Faro de Budiño. Un acuerdo entre escaladores

En muchas ocasiones, los escaladores somos capaces de hacer compatible nuestra actividad con el resto de usuarios de los espacios donde desarrollamos nuestra actividad (ciclistas, senderistas, cazadores, conservacionistas...), incluso de llegar a acuerdos con la Administración, pero, paradójicamente, en ocasiones no hay forma de entendernos entre nosotros mismos. La pluralidad y riqueza de éticas y modalidades de la escalada muchas veces da como resultado posturas irreconciliables, y esto acaba repercutiendo de forma muy negativa a la hora de actuar como un colectivo unido y con una sola voz.

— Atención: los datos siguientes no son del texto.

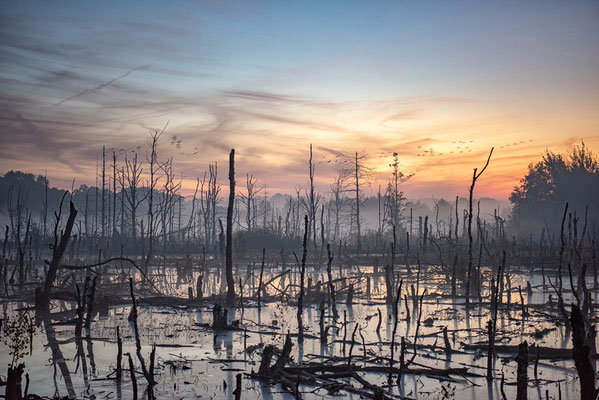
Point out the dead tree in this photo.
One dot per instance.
(152, 159)
(58, 249)
(132, 177)
(300, 300)
(229, 249)
(475, 177)
(331, 285)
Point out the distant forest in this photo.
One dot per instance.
(147, 204)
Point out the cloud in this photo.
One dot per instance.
(105, 84)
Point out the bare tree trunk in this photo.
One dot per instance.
(359, 242)
(229, 249)
(57, 253)
(475, 176)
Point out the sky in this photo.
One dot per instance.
(437, 82)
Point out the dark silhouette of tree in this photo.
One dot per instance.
(553, 181)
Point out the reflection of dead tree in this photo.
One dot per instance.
(57, 355)
(583, 340)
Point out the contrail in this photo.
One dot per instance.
(103, 85)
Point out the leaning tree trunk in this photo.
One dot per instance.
(57, 254)
(229, 249)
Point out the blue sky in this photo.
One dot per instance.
(268, 78)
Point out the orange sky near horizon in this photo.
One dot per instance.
(438, 83)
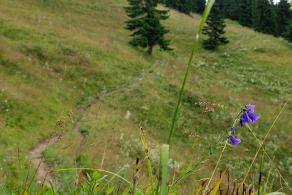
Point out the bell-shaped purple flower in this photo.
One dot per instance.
(250, 107)
(253, 117)
(248, 116)
(244, 119)
(234, 141)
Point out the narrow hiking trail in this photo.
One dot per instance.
(43, 174)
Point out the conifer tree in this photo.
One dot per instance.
(145, 23)
(264, 17)
(200, 6)
(288, 34)
(245, 12)
(283, 14)
(214, 29)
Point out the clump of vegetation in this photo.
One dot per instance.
(128, 84)
(146, 26)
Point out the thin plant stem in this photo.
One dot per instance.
(258, 140)
(92, 169)
(175, 115)
(207, 10)
(261, 144)
(209, 182)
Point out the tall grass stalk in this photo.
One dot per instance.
(149, 164)
(218, 161)
(195, 46)
(261, 144)
(164, 156)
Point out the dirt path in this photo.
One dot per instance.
(43, 174)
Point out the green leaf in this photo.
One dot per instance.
(164, 168)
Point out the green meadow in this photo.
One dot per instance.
(63, 61)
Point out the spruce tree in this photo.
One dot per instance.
(264, 17)
(288, 34)
(145, 23)
(283, 14)
(200, 6)
(214, 29)
(245, 12)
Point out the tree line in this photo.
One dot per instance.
(261, 15)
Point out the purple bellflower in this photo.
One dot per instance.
(248, 116)
(234, 141)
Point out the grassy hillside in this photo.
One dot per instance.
(58, 56)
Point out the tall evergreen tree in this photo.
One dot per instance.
(283, 14)
(145, 23)
(288, 34)
(200, 6)
(215, 29)
(245, 12)
(264, 17)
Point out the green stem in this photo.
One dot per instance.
(207, 10)
(207, 186)
(175, 115)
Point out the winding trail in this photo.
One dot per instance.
(43, 173)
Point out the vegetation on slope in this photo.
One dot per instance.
(57, 56)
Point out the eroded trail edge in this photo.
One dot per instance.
(43, 170)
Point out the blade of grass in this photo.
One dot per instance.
(263, 149)
(219, 159)
(164, 168)
(195, 46)
(149, 164)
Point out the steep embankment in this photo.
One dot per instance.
(56, 56)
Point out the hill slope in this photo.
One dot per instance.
(58, 56)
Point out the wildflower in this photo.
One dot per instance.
(244, 119)
(234, 141)
(232, 130)
(248, 116)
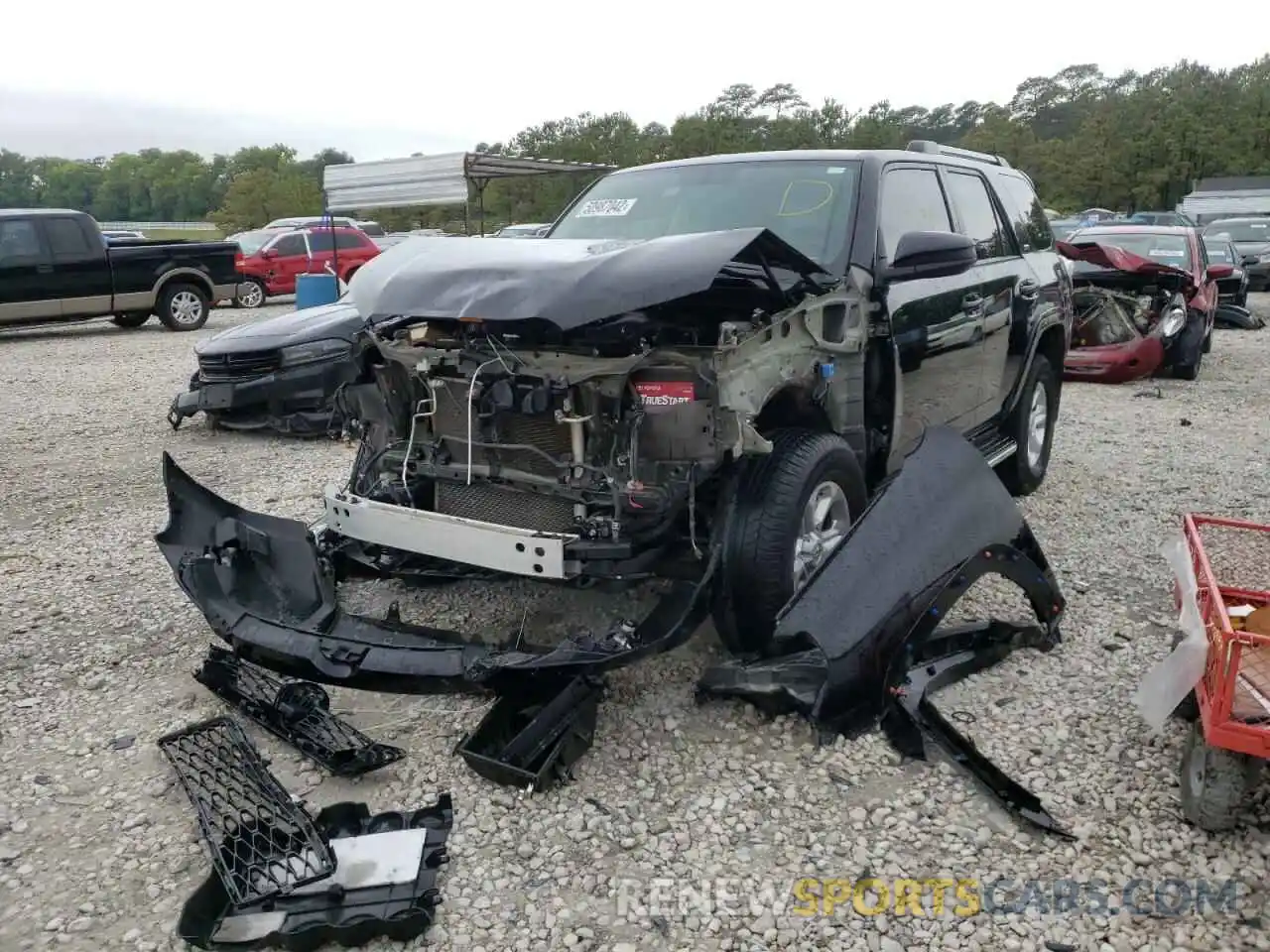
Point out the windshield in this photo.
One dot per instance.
(252, 241)
(810, 203)
(1251, 230)
(1162, 249)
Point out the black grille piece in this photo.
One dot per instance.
(506, 507)
(295, 711)
(358, 905)
(262, 843)
(236, 367)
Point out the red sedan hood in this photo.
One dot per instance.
(1119, 259)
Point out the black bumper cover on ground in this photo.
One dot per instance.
(858, 643)
(862, 642)
(267, 589)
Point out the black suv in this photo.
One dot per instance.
(706, 367)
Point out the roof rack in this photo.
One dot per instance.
(925, 145)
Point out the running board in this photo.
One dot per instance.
(1000, 451)
(988, 440)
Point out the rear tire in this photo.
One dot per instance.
(1032, 426)
(774, 511)
(183, 306)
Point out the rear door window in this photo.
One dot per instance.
(1025, 211)
(912, 199)
(67, 241)
(318, 240)
(978, 214)
(290, 245)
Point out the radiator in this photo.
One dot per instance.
(506, 507)
(449, 422)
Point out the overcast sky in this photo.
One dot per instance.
(384, 79)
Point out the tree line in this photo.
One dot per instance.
(1129, 143)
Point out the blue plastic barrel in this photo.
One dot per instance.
(316, 291)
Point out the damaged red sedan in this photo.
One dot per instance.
(1144, 301)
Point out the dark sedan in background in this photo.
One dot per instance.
(1251, 239)
(281, 375)
(1233, 290)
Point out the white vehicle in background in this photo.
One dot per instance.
(536, 230)
(309, 221)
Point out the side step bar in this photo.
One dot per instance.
(988, 440)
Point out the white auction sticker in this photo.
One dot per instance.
(604, 208)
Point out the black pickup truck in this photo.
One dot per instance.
(56, 267)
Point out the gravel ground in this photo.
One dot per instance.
(98, 849)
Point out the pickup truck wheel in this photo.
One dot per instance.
(1032, 426)
(183, 306)
(793, 509)
(253, 294)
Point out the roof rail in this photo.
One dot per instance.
(925, 145)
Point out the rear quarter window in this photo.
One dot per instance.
(1025, 211)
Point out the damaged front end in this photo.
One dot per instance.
(864, 640)
(571, 412)
(1132, 315)
(570, 434)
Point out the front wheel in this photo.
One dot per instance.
(793, 509)
(183, 306)
(1032, 426)
(253, 294)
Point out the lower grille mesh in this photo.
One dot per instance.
(506, 507)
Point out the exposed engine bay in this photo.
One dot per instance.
(604, 435)
(1132, 315)
(1105, 316)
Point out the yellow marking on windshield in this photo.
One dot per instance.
(828, 197)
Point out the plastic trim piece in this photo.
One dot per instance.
(385, 887)
(296, 712)
(262, 843)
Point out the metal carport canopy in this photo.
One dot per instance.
(431, 179)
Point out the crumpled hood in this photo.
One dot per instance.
(568, 282)
(336, 320)
(1105, 255)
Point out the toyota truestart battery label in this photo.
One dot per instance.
(657, 395)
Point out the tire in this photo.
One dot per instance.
(183, 306)
(1191, 370)
(1025, 470)
(772, 495)
(255, 295)
(1214, 782)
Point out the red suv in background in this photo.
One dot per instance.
(271, 268)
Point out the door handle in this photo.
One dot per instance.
(971, 303)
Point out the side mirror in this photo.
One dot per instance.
(930, 254)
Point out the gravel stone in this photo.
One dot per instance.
(681, 815)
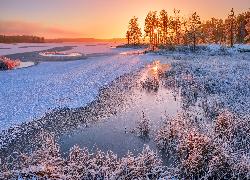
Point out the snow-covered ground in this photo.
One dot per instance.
(28, 93)
(84, 48)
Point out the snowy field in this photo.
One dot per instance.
(208, 139)
(28, 93)
(84, 48)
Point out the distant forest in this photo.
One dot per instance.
(21, 39)
(186, 31)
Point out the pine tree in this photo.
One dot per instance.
(151, 23)
(134, 31)
(231, 28)
(194, 28)
(247, 27)
(164, 22)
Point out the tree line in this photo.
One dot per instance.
(189, 31)
(21, 39)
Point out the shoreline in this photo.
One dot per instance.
(25, 137)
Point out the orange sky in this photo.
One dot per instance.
(98, 18)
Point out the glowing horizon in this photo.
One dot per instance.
(99, 19)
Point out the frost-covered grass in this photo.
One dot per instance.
(6, 63)
(30, 92)
(47, 163)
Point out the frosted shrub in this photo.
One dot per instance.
(6, 63)
(46, 163)
(150, 84)
(143, 129)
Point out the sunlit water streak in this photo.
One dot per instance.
(114, 133)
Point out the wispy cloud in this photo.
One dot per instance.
(23, 27)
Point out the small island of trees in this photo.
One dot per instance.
(169, 31)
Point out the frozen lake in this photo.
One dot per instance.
(28, 93)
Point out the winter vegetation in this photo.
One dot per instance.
(6, 63)
(208, 139)
(189, 31)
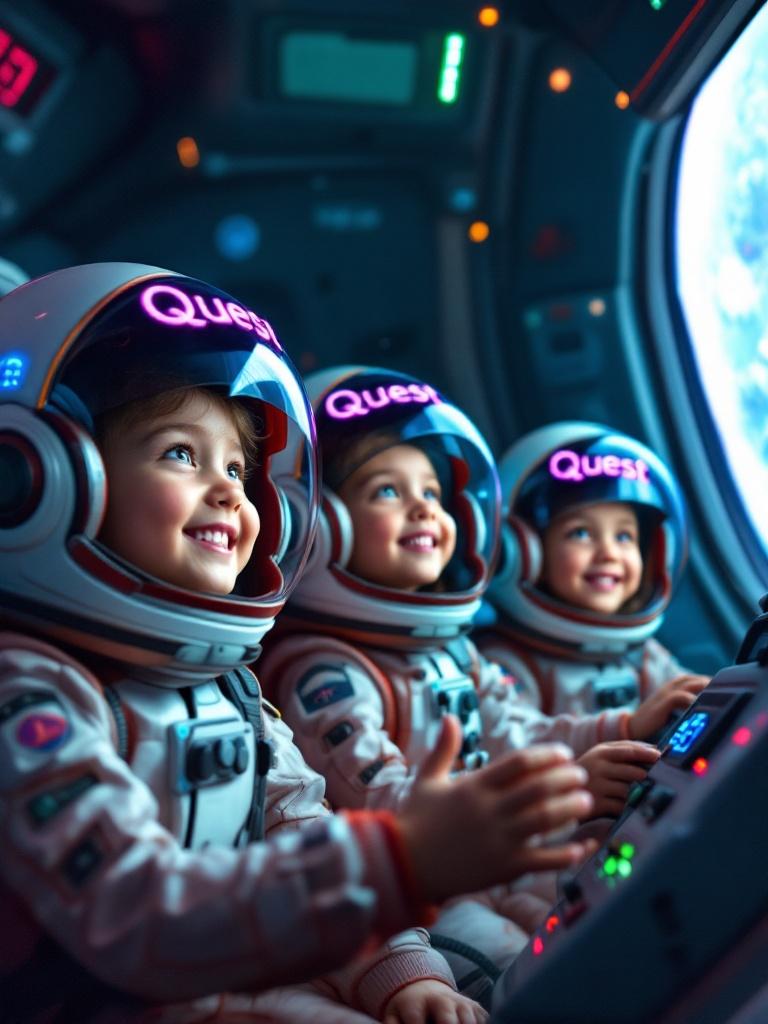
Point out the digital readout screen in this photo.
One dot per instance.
(688, 732)
(332, 66)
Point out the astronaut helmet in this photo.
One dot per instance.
(560, 467)
(365, 411)
(87, 343)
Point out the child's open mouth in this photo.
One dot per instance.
(419, 542)
(218, 539)
(603, 582)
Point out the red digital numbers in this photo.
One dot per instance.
(17, 69)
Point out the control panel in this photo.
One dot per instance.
(646, 923)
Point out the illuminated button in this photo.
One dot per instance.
(488, 16)
(610, 866)
(741, 736)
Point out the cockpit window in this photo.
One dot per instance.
(722, 258)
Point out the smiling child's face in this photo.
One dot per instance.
(177, 507)
(592, 557)
(403, 538)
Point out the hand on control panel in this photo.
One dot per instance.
(612, 767)
(652, 714)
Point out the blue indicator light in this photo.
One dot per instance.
(12, 371)
(687, 733)
(238, 237)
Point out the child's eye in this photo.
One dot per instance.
(180, 453)
(579, 534)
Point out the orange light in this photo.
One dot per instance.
(478, 230)
(188, 154)
(488, 16)
(741, 736)
(559, 80)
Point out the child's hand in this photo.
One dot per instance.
(467, 833)
(652, 714)
(432, 1001)
(611, 767)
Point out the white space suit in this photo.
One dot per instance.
(136, 761)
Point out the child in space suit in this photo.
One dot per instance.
(594, 540)
(138, 767)
(372, 652)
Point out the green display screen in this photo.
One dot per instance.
(333, 66)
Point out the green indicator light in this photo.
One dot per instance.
(453, 55)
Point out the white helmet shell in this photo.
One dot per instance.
(82, 341)
(565, 464)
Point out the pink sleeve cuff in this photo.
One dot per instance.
(387, 977)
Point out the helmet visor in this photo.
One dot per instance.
(369, 412)
(175, 333)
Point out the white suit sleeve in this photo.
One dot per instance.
(83, 847)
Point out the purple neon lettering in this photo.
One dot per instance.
(345, 403)
(180, 315)
(380, 401)
(220, 316)
(17, 68)
(264, 330)
(240, 315)
(567, 465)
(170, 305)
(352, 407)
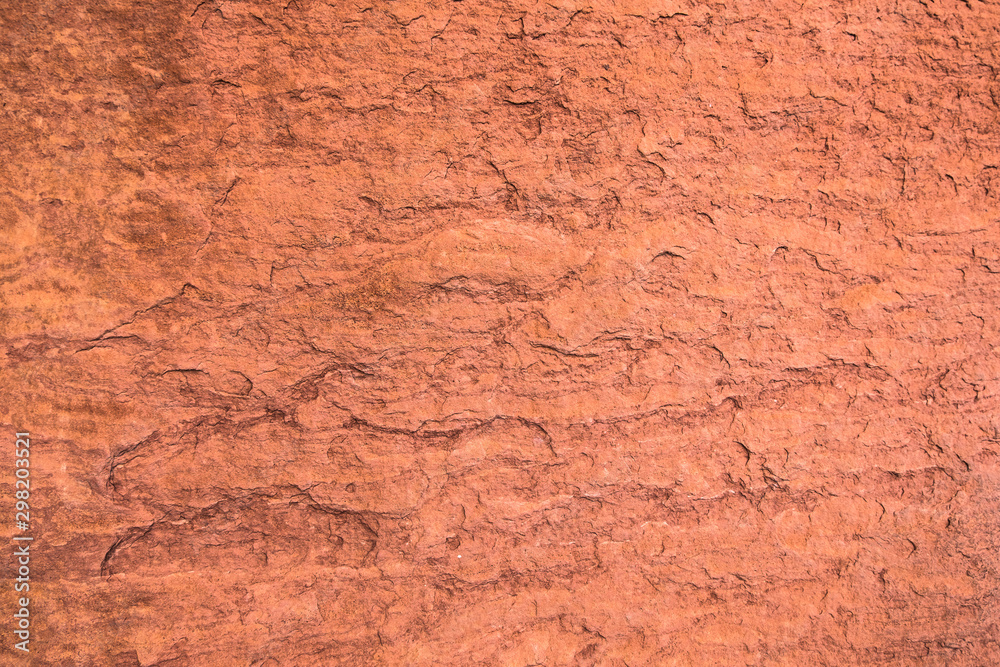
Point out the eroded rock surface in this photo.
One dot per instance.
(486, 333)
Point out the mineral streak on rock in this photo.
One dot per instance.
(504, 333)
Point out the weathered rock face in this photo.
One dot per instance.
(479, 333)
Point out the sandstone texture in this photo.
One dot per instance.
(503, 333)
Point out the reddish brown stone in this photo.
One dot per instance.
(485, 333)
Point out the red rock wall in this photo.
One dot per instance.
(497, 333)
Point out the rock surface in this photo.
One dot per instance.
(505, 333)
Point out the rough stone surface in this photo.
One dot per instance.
(504, 333)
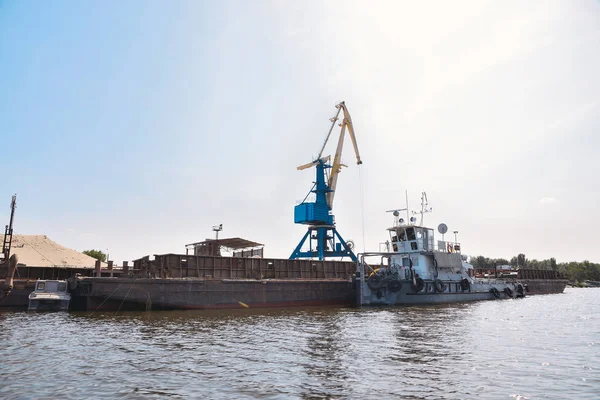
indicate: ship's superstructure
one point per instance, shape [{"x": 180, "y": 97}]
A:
[{"x": 417, "y": 269}]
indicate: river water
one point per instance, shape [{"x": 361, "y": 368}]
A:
[{"x": 541, "y": 347}]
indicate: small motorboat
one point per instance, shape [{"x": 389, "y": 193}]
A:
[{"x": 49, "y": 295}]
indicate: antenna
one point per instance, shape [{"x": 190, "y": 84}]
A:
[
  {"x": 396, "y": 214},
  {"x": 424, "y": 207},
  {"x": 442, "y": 228},
  {"x": 217, "y": 229}
]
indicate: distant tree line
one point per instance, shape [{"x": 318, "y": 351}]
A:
[{"x": 575, "y": 271}]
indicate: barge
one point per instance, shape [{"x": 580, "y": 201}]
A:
[{"x": 178, "y": 281}]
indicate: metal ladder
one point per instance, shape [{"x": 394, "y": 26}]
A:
[{"x": 8, "y": 231}]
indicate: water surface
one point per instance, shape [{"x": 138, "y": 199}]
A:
[{"x": 541, "y": 347}]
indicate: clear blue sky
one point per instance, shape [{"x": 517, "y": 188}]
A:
[{"x": 136, "y": 126}]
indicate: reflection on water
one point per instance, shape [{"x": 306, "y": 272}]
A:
[{"x": 539, "y": 347}]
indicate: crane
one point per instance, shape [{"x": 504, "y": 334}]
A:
[{"x": 318, "y": 214}]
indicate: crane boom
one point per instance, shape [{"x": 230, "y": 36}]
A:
[
  {"x": 322, "y": 236},
  {"x": 336, "y": 168}
]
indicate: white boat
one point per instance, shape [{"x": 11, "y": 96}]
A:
[
  {"x": 417, "y": 269},
  {"x": 49, "y": 295}
]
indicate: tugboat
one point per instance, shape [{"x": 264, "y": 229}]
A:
[
  {"x": 419, "y": 270},
  {"x": 49, "y": 295}
]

     En esta pequeña pieza que rodamos en la escuela de Faro de Budiño (Pontevedra) José Juan Domínguez (escalador, equipador y uno de los dinamizadores de la escuela) nos explica cómo los escaladores han logrado ponerse de acuerdo y que las distintas tendencias que existen en la zona –escalada deportiva, escalada tradicional y vías de largos– convivan y se respeten entre ellas. Supuso un gran reto y esfuerzo de más de dos años de reuniones y negociación. Obviamente todos tuvieron que ceder de una u otra manera pero finalmente el resultado fue muy positivo.